In what way and how much the postural system influences the vocal emission is a mystery that has not yet been fully revealed. Nevertheless, it is interesting to evaluate – under conditions of zero gravity – how the characteristics of the singer can be different with respect to the same action, which is expressed on Planet Earth.
A singer in the space? Well, this is the Col Chris Hadfield who released a music video recorded of the famous “Space Oddity”, by David Bowie.
My doubts about the recording of the vocal track have been clarified by the staff, confirming that the take of the voice track was recorded on the Station,
therefore under conditions of zero gravity and without the commitment of the muscular system with postural antigravity purposes.
Link to the video of “Space Oddity”
Most interestingly, he sings and publishes songs, available on his website http://chrishadfield.ca/music/
It is now up to yourselves to evaluate vocal characteristics under conditions of zero gravity with respect to those on Planet Earth.
Do the characteristics change? Yes, in my view, yes. We need to work on how to objectively assess them.

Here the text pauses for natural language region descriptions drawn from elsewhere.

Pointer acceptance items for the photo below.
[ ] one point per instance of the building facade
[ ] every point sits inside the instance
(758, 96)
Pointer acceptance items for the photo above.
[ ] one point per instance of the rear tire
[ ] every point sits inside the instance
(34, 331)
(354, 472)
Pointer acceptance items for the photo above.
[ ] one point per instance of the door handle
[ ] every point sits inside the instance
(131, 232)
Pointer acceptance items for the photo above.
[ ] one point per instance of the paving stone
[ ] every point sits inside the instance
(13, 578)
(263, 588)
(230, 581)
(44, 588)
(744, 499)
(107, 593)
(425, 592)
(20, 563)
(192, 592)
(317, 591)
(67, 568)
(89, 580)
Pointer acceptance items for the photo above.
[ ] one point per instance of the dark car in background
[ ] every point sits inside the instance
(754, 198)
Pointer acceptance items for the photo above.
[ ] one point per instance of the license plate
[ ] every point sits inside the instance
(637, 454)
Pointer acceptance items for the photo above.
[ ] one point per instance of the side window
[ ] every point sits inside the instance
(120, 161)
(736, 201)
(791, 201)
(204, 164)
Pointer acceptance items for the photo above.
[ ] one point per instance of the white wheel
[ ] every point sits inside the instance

The postural system, under normal conditions on Earth, acts as structural support and as synergistic element for the vocal emission. Under conditions of zero gravity the support function fails and the postural scheme that is typical of the astronauts prevails, in hip and knee flexion, as can be seen in the video and in the photos. This may cause the modification of vocal characteristics in song.
We move more on the boundaries of knowledge. If the song “feeds on support”, we feed on our curiosity.